Amelie Rosseneu (left) and Roni Schwartz..
(photo credit:Israel Judo Association- Courtesy)
Sports have the ability to break down barriers, a well-known truth proven time and again in history, and once more in Israel on Tuesday.
The Israeli government coalition was in turmoil last month due to a bill aimed at granting male same-sex couples the same tax credits for raising children as heterosexual couples.
The issue generated a conflict between the Yesh Atid and Bayit Yehudi parties, with the latter initially vetoing the measure as it objected to language that gave legal recognition to homosexual couples.
The bill ultimately passed its preliminary reading in the Knesset last month, with the parties agreeing to iron out the details during the committee process.
The debate regarding the rights of lesbians, gays, bisexuals and transgenders (LGBT) has divided many countries in recent decades.
After lagging behind, Israel has quickly closed the gap on the Western world in the past few years.
Same-sex sexual activity was only legalized under Israeli law in 1988, although the prohibition was not enforced after a 1963 court decision.
Israel has recognized unregistered cohabitation between same-sex couples, and although same-sex marriages are not performed in the country, Israel does acknowledge same-sex marriages conducted elsewhere.
Another milestone will soon be reached when judoka Amelie Rosseneu represents Israel in official competition. Rosseneu, who will celebrate her 26th birthday on Saturday, has represented her homeland of Belgium in the under- 48 kilogram weight-class over the past decade.
However, everything changed when she fell in love with Israeli judoka Roni Schwartz several years ago, with the two quickly becoming a couple.
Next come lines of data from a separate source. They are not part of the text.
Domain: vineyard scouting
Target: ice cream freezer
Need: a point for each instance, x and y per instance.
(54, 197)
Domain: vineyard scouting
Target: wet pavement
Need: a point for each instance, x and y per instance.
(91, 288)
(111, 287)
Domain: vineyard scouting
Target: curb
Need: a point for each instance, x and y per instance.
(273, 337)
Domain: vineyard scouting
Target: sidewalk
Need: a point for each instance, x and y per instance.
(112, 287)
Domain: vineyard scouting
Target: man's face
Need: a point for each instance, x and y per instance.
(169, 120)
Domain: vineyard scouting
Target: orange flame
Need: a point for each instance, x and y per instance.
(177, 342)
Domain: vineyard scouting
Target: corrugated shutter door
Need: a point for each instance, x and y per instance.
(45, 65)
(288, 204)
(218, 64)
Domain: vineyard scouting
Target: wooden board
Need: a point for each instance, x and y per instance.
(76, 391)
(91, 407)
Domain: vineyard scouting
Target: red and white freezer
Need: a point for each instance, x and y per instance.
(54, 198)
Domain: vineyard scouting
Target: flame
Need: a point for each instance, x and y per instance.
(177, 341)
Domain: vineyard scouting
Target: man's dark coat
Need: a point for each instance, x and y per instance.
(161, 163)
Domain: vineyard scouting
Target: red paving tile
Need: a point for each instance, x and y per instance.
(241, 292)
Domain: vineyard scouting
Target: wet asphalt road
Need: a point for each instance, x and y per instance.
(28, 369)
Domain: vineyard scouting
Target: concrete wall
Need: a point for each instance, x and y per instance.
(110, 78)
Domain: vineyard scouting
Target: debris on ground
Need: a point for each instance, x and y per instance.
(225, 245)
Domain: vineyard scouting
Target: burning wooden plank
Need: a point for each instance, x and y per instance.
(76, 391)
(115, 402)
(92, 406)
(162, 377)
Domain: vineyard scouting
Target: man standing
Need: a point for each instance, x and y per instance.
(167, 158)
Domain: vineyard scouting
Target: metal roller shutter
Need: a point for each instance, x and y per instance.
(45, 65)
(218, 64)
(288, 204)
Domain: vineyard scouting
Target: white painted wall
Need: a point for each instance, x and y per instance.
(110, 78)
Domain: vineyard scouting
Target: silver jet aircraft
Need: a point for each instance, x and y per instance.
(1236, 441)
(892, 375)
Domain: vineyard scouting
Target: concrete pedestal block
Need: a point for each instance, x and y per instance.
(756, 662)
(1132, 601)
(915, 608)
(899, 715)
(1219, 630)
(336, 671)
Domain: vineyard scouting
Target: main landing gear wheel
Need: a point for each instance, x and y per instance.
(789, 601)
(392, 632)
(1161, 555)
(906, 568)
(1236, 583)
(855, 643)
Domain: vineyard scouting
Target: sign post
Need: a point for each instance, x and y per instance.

Rosseneu moved t o Israel to live with her partner several months ago and approached the Israel Judo Association with a request to represent the country.
Sport and Culture Minister Limor Livnat sent a letter to Minister of the Interior Gideon Sa’ar recommending that Rosseneu receive a temporary resident visa that would allow her to represent Israel. MK Yoel Razvozov and Olympic judo medalist Ya’al Arad also put their weight behind the request and the IJA confirmed on Tuesday that Rosseneu is due to become a temporary resident in the coming days.
Rosseneu, who is currently with the Israel women’s team in its training camp in Japan and South Korea, is a six-time Belgian national champion and claimed the gold medal at the European under-23 Championships in 2010.
She ended last April’s European Championships in Budapest in fifth place and will gift the Israel women’s roster another quality judoka, who is currently ranked at No. 15 in the world in her weight-class.
“She has been training with the national team on-and-off over the past year-and-a-half and her addition will give us a real push,” said national team coach Shany Hershko. “It is an honor for me and the team that an athlete from a judo powerhouse like Belgium wants to join us. She left everything behind to move here.”
The 29-year-old Schwartz only began her professional career seven years ago, initially in the under-48kg weight-class before moving up to the under-52kg. She missed out on a place at the London Olympics, but is currently ranked at No. 16 in the world and is hoping to reach Rio 2016.
This will be the first time that an athlete has earned the right to represent Israel due to a same-sex relationship, demonstrating once more that sports are at the forefront of social breakthroughs.
It is her love for Schwartz that brought Rosseneu to also fall for Israel and want to become an inseparable part of the country.
Regardless of how you might feel about LGBT rights, it will be hard not to cheer for Rosseneu, who followed her heart to Israel and will now have the chance to bring pride to her adopted country.